Growth accounting is a methodology that breaks down increases in an economy's productive potential into different components. The first is the contribution to greater output made by additional production inputs (machinery, labour etc.). This "more from more" growth is known as "extensive' growth." The second is the contribution made when an economy becomes able, perhaps through better technology or organisational innovations, to produce more output from fewer inputs. This "More from less" or "intensive" growth results from what economists term total factor productivity (TFP) growth.
A new technology such as railways contributes to growth both by allowing the economy to invest in new (capital) inputs and by raising TFP. TFP growth could occur both through improvements over time in railway technology itself, so reducing the real cost to users and, in addition, through the emergence of TFP improvements in other sectors caused by the coming of the railways ("spillover effects"). The overall contribution of the innovation to growth is calculated by summing its intensive and extensive growth effects, weighting each by their importance relative to the economy as a whole.
We can estimate the extensive and intensive growth effects of railways using the data in Charles Feinstein and Gary Hawke's works. Over the period 1840-1870 the capital stock of the railway grew at about 8.2 per cent per year and received on average about 1.6 per cent of national income. The extensive contribution can be calculated by multiplying these two figures together, (8.2 percent x 0.016), giving an estimate of 0.13 percent per year. During the same period TFP growth in railways averaged about 3 per cent per year and railways accounted for about 3.2 per cent of total output. Their intensive contribution was therefore 0.10 percent per year (3.0 percent x 0.032). It is difficult to pin down TFP spillovers but the detailed discussion in Hawke suggests that they were probably very small. As a result, our best estimate of the total effect of the railways is that the extensive and intensive growth effects sum to 0.23 percent per year.

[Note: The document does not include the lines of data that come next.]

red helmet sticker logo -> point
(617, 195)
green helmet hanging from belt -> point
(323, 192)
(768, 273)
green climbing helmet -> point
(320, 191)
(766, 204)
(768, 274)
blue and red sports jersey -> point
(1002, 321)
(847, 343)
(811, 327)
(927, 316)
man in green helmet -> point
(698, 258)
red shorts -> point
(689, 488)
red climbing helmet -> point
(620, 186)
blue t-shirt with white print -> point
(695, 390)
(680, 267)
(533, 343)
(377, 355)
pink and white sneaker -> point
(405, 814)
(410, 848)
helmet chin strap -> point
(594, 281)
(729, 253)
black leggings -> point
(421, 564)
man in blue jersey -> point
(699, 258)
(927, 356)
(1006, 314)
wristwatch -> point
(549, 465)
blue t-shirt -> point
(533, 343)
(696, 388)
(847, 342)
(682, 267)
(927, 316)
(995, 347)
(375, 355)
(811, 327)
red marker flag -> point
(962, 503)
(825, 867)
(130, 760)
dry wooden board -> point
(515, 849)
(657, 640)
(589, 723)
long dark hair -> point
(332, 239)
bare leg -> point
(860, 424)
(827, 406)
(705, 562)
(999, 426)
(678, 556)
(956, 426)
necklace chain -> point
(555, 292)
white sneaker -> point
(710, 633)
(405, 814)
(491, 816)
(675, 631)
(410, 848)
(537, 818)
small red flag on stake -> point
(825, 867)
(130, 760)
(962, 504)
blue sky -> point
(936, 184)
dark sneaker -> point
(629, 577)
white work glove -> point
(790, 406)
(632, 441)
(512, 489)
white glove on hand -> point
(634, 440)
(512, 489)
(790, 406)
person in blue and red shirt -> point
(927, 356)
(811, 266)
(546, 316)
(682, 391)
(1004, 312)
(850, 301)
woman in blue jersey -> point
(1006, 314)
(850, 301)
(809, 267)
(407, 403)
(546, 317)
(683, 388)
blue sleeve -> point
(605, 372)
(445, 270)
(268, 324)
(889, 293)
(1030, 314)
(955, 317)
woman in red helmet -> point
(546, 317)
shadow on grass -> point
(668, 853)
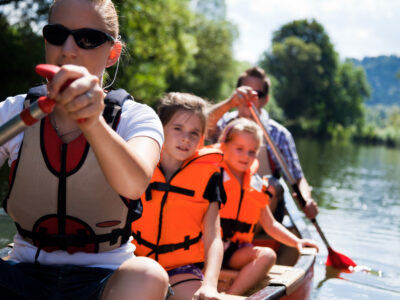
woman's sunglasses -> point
(85, 38)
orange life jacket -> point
(171, 226)
(242, 209)
(61, 199)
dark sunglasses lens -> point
(261, 94)
(89, 38)
(55, 34)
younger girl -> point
(180, 223)
(246, 205)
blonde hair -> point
(106, 9)
(241, 125)
(173, 102)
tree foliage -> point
(313, 88)
(213, 60)
(168, 46)
(16, 42)
(383, 73)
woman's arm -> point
(213, 250)
(128, 166)
(277, 231)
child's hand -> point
(206, 292)
(306, 243)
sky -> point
(357, 28)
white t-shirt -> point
(136, 120)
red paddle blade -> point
(338, 260)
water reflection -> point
(358, 190)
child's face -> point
(182, 136)
(240, 152)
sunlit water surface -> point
(358, 192)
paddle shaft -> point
(27, 117)
(293, 183)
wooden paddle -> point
(335, 259)
(36, 111)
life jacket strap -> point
(166, 248)
(230, 226)
(166, 187)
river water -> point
(357, 188)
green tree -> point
(312, 87)
(213, 63)
(18, 68)
(158, 45)
(352, 89)
(297, 68)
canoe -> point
(292, 276)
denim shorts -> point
(194, 269)
(34, 281)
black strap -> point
(230, 226)
(166, 187)
(166, 248)
(80, 239)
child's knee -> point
(145, 273)
(266, 254)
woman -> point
(73, 175)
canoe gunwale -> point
(275, 289)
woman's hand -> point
(83, 99)
(206, 292)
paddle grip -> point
(48, 71)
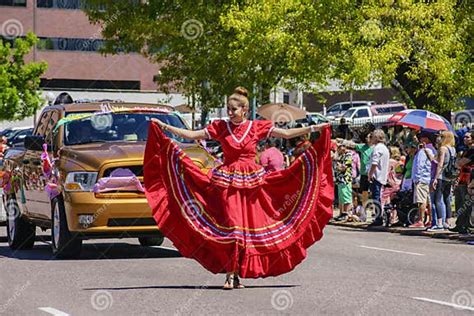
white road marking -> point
(391, 250)
(469, 308)
(53, 311)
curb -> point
(406, 231)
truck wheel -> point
(151, 241)
(65, 245)
(20, 233)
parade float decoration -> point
(50, 174)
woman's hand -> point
(161, 124)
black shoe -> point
(376, 223)
(341, 217)
(457, 229)
(397, 224)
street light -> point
(254, 92)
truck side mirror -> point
(34, 142)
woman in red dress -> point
(239, 219)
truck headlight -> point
(80, 181)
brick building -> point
(69, 43)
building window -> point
(59, 4)
(70, 44)
(14, 3)
(90, 84)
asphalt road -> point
(349, 272)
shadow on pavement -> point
(95, 251)
(185, 287)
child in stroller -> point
(406, 210)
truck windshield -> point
(109, 127)
(349, 113)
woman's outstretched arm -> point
(295, 132)
(181, 132)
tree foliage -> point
(209, 47)
(19, 81)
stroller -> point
(406, 210)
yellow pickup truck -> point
(81, 175)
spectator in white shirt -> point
(378, 172)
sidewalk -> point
(404, 230)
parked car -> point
(17, 138)
(316, 118)
(11, 131)
(74, 196)
(376, 114)
(338, 109)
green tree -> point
(19, 81)
(423, 48)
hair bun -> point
(242, 91)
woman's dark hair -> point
(273, 142)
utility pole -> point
(34, 50)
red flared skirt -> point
(257, 232)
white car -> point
(338, 109)
(376, 114)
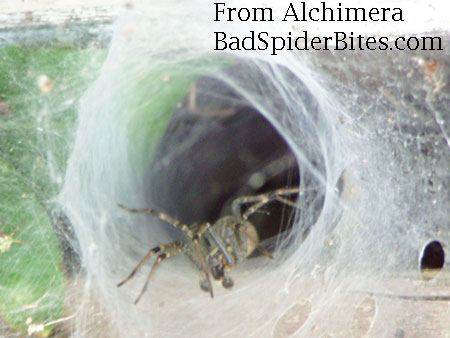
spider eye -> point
(217, 271)
(227, 282)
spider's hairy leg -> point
(241, 228)
(196, 246)
(147, 256)
(258, 202)
(178, 248)
(162, 216)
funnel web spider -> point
(214, 248)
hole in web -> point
(432, 260)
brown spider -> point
(6, 241)
(214, 248)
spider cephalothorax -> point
(215, 248)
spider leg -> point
(253, 240)
(179, 247)
(259, 201)
(148, 255)
(162, 216)
(202, 262)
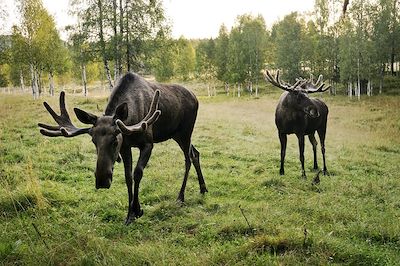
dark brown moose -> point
(138, 114)
(297, 113)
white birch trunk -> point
(51, 83)
(21, 81)
(34, 83)
(350, 89)
(85, 92)
(257, 90)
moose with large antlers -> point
(297, 113)
(138, 114)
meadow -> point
(51, 213)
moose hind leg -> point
(314, 143)
(184, 144)
(195, 156)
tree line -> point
(357, 51)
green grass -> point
(352, 217)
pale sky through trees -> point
(190, 18)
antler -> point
(278, 83)
(149, 119)
(310, 87)
(65, 127)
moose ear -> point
(122, 112)
(85, 117)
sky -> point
(189, 18)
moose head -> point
(297, 94)
(106, 132)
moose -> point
(297, 113)
(138, 114)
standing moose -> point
(138, 114)
(297, 113)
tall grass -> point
(50, 212)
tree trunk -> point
(21, 81)
(116, 42)
(358, 79)
(128, 51)
(39, 81)
(350, 89)
(51, 83)
(103, 45)
(85, 92)
(34, 83)
(120, 37)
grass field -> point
(51, 213)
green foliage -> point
(350, 217)
(185, 59)
(287, 38)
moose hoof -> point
(132, 216)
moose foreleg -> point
(314, 144)
(135, 211)
(283, 140)
(301, 150)
(126, 155)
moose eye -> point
(115, 143)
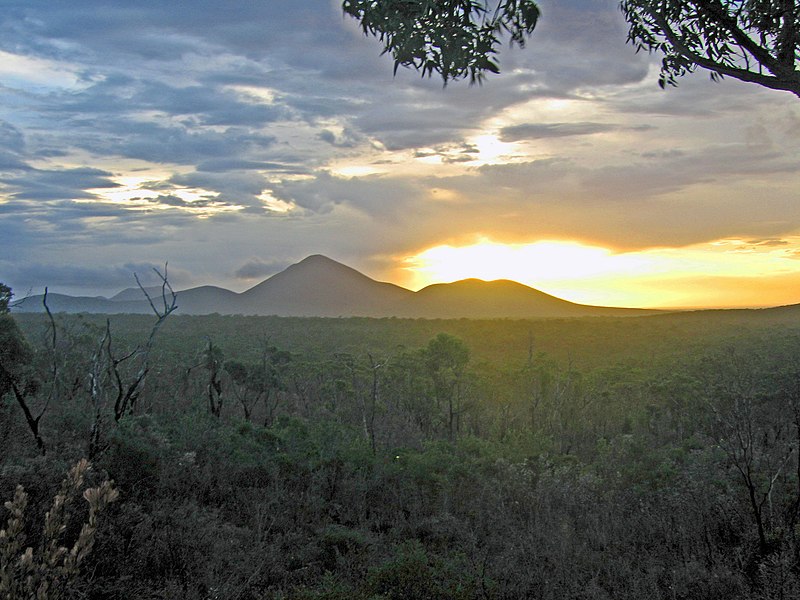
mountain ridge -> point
(319, 286)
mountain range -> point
(318, 286)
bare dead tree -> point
(107, 378)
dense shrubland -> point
(353, 458)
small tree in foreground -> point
(45, 573)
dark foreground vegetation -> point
(255, 458)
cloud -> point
(537, 131)
(256, 268)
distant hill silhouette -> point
(478, 299)
(321, 287)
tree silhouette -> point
(756, 41)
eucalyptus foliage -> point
(756, 41)
(453, 38)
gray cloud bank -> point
(251, 100)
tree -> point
(756, 41)
(454, 38)
(446, 358)
(15, 357)
(5, 298)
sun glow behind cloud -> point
(703, 275)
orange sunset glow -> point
(725, 273)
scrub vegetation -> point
(293, 458)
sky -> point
(232, 139)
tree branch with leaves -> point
(756, 41)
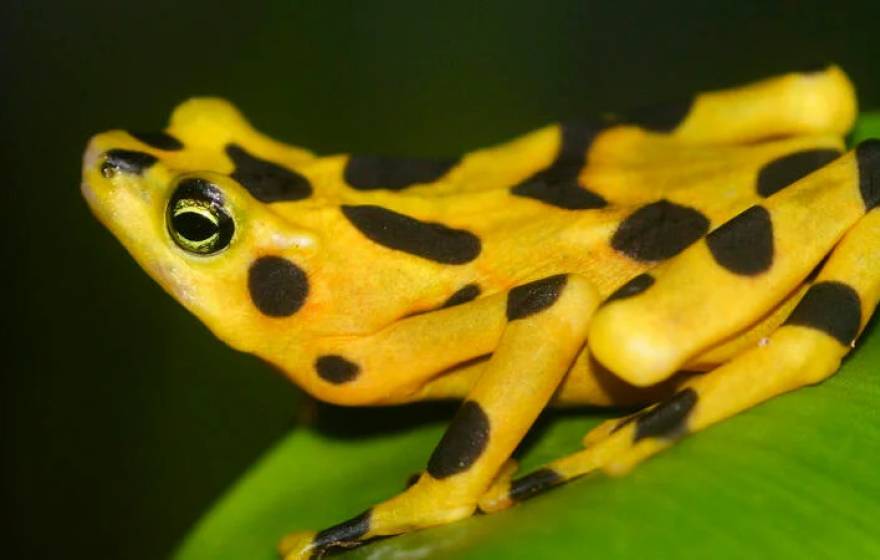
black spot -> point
(347, 532)
(558, 184)
(336, 369)
(367, 173)
(624, 423)
(533, 297)
(462, 444)
(658, 231)
(428, 240)
(663, 117)
(634, 287)
(787, 169)
(159, 140)
(266, 181)
(868, 157)
(467, 293)
(126, 161)
(831, 307)
(744, 244)
(278, 287)
(817, 269)
(667, 419)
(534, 483)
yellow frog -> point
(697, 258)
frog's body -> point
(372, 280)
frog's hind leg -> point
(547, 322)
(804, 350)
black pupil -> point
(194, 226)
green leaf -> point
(798, 477)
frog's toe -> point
(297, 546)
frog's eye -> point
(197, 218)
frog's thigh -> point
(736, 274)
(547, 325)
(806, 349)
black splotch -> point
(336, 369)
(658, 231)
(428, 240)
(558, 184)
(126, 161)
(534, 483)
(367, 173)
(787, 169)
(831, 307)
(744, 244)
(277, 286)
(662, 117)
(533, 297)
(465, 294)
(667, 419)
(265, 180)
(868, 157)
(347, 532)
(634, 287)
(624, 423)
(159, 140)
(462, 444)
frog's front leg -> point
(547, 323)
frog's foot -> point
(804, 350)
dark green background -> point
(122, 417)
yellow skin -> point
(340, 271)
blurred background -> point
(122, 418)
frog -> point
(687, 261)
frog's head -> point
(189, 204)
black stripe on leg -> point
(831, 307)
(868, 158)
(634, 287)
(667, 419)
(463, 443)
(344, 535)
(534, 483)
(558, 185)
(533, 297)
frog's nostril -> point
(126, 161)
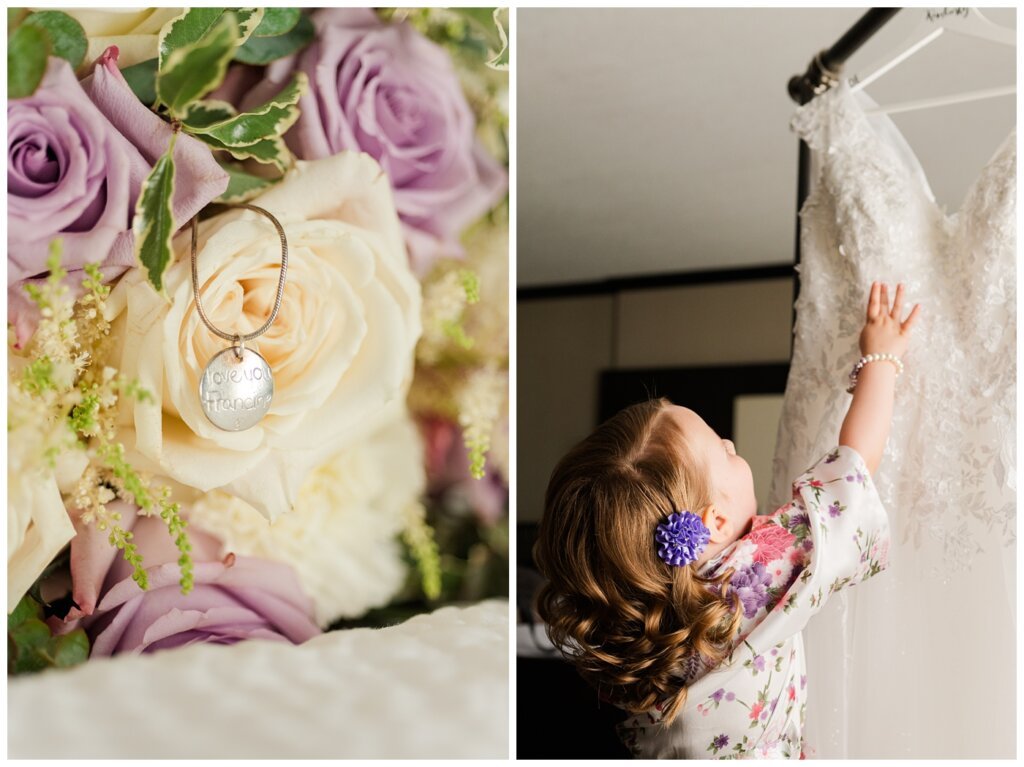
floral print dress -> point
(834, 534)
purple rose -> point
(384, 89)
(752, 585)
(233, 599)
(78, 154)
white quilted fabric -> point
(435, 686)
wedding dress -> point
(921, 661)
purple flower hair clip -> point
(681, 539)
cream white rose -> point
(134, 31)
(340, 350)
(342, 537)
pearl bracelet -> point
(872, 358)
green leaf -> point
(242, 185)
(193, 71)
(30, 643)
(267, 151)
(203, 114)
(501, 58)
(249, 20)
(32, 647)
(142, 80)
(67, 35)
(259, 50)
(492, 26)
(71, 648)
(154, 222)
(27, 51)
(14, 16)
(276, 22)
(267, 121)
(26, 609)
(196, 24)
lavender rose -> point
(384, 89)
(77, 157)
(233, 599)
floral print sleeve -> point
(832, 535)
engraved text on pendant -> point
(236, 393)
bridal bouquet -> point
(375, 484)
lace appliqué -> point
(948, 472)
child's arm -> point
(866, 425)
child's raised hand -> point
(884, 332)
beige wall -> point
(563, 343)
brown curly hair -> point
(635, 627)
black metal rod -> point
(821, 74)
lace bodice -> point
(948, 471)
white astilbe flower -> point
(342, 535)
(479, 407)
(444, 301)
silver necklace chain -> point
(238, 339)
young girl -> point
(681, 605)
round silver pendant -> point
(236, 392)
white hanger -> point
(931, 26)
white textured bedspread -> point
(435, 686)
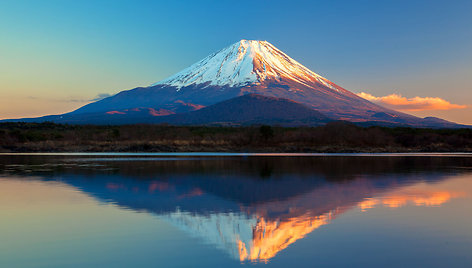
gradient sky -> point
(56, 56)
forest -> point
(334, 137)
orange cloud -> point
(398, 102)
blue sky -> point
(57, 55)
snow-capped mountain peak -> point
(243, 63)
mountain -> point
(251, 109)
(245, 67)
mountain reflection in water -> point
(252, 208)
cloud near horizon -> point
(398, 102)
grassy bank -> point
(333, 137)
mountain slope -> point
(250, 109)
(247, 67)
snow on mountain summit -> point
(243, 63)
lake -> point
(234, 210)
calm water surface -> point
(189, 210)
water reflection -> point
(252, 208)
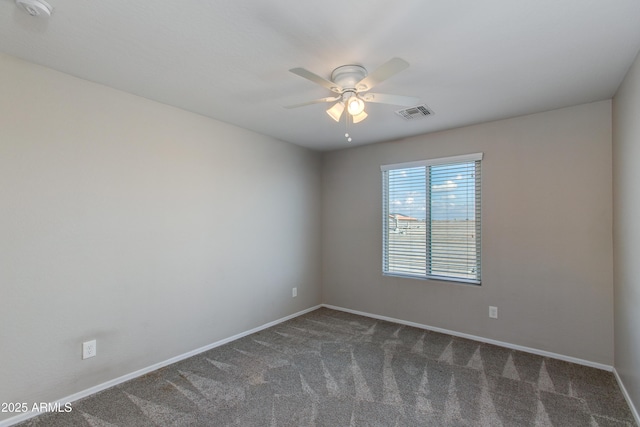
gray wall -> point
(546, 233)
(626, 230)
(154, 230)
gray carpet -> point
(329, 368)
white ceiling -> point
(471, 61)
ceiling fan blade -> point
(359, 117)
(383, 72)
(315, 101)
(335, 112)
(383, 98)
(316, 79)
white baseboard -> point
(84, 393)
(480, 339)
(634, 411)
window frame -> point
(452, 160)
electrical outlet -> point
(493, 312)
(88, 349)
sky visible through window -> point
(452, 192)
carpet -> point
(330, 368)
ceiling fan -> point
(351, 83)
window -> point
(431, 219)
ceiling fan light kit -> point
(351, 82)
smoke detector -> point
(37, 8)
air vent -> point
(413, 113)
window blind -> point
(432, 219)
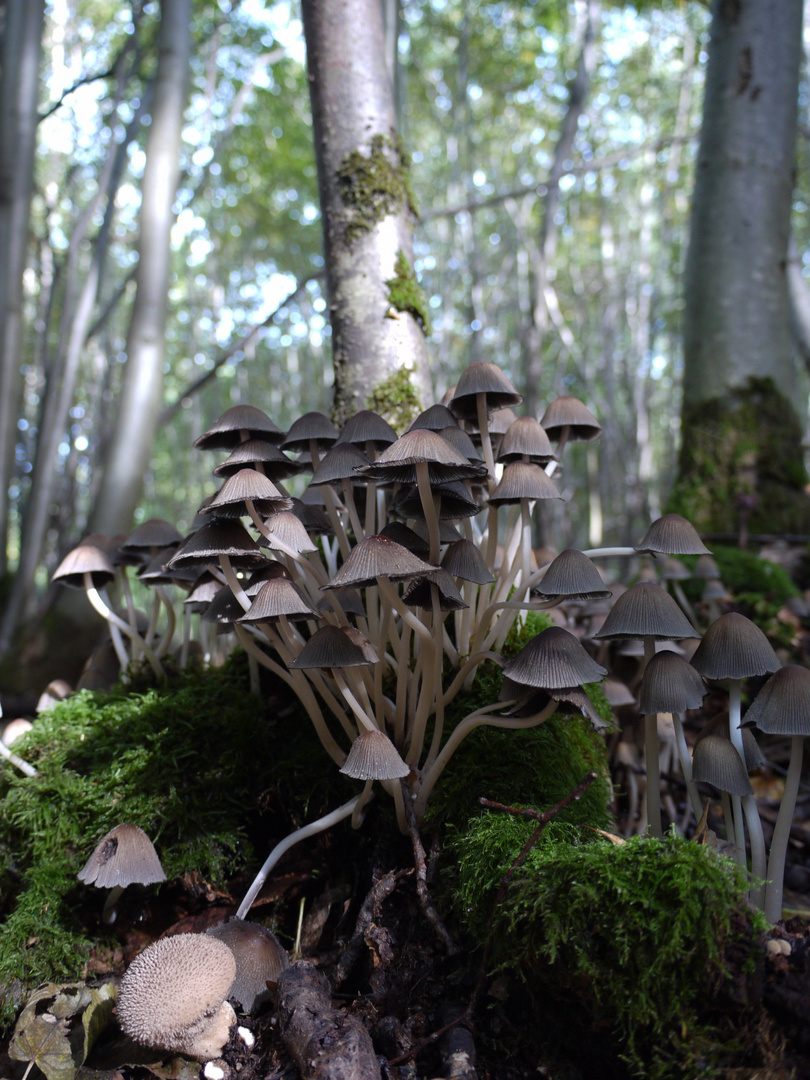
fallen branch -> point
(325, 1043)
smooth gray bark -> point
(142, 391)
(737, 321)
(353, 111)
(22, 45)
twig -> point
(542, 820)
(421, 874)
(368, 912)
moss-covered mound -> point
(645, 941)
(196, 763)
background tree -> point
(377, 309)
(741, 459)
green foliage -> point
(406, 294)
(637, 936)
(396, 399)
(373, 186)
(540, 764)
(740, 462)
(188, 761)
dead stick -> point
(421, 874)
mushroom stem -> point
(782, 832)
(650, 754)
(300, 834)
(476, 719)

Stephen Oliner and Dan Sichel carried out a similar exercise to estimate the contribution of the ICT revolution to economic growth in the United States in the late twentieth century. They found that the ICT capital stock grew very rapidly and that TFP growth in ICT production was also very rapid. Against that the sector had quite a small share in income and output; even in the late 1990s it accounted for only about 6 per cent of capital income and 2 per cent of output. They found that, between 1974 and 1995, ICT contributed 0.55 percent per year through the extensive contribution and 0.19 percent per year through intensive growth, a total of 0.74 percent per year. As with railways, TFP spillovers have proved elusive and there is no firm evidence that they have been important. In the late 1990s the size of both the extensive and intensive growth effects roughly doubled, to 1.12 percent and 0.45 percent respectively, given a total effect of 1.57 percent. We can see that, in absolute terms, the effect of the computing in its early years was substantially greater than that of the early years of the railways. This is also true of ICT's relative contribution; whereas railways accounted for about a tenth of total growth, ICT accounted for over a fifth even prior to the late 1990s acceleration.
The social savings methodology set out in Box 1 provides an estimate which should equal the intensive growth contribution of railways, while disregarding the extensive growth contribution. The intensive growth contribution is equivalent to the rate at which transport prices to consumers can (and if conditions are competitive, will) be reduced as a result of input savings. Deducting Hawke's 1970 estimate of social savings from national income in 1870 reduce the estimated growth rate for 1840 to 1870 from 2.64 to 2.55 per year, that is, by 0.09 percent per year. This is very close to our earlier estimate that the intensive growth from railways was equivalent to 0.1 percent per year, giving us considerable confidence in these figures.
Why does the social saving methodology ignore the extensive contribution arising from the additional capital input? The rationale of those who use the social savings methodology is that this capital merely displaced other investments that could also have earned the going rate of return. As such the return to railway capital would have accrued to the economy in any case, although it would have done so through alternative investments had the railways not been invented. This means that the "unique" contribution of railways was to be found only in the cost reduction benefits of intensive growth. The counter argument from those favouring the growth accounting methodology is that railway technology must be embodied in a new and special form of capital equipment. As such it is more intuitive to include extensive growth in the effects of railways on the economy.
There are arguments for and against both positions. The growth accounting method is the more common, although economic historians have generally preferred to use the social savings methodology. In the case of railways and ICT the choice of method is not crucial. As we have noted, the growth accounting method gives the contribution of ICT prior to 1990 as 0.74 percent, while the figure for railways was 0.23 percent. When we restrict ourselves to the social savings/intensive growth measure, we find that the two figures are then 0.19 percent and 0.10 percent. Although the ratio is different, both measures show that the effect of computing was unambiguously greater than that of railways in the early stages of their development.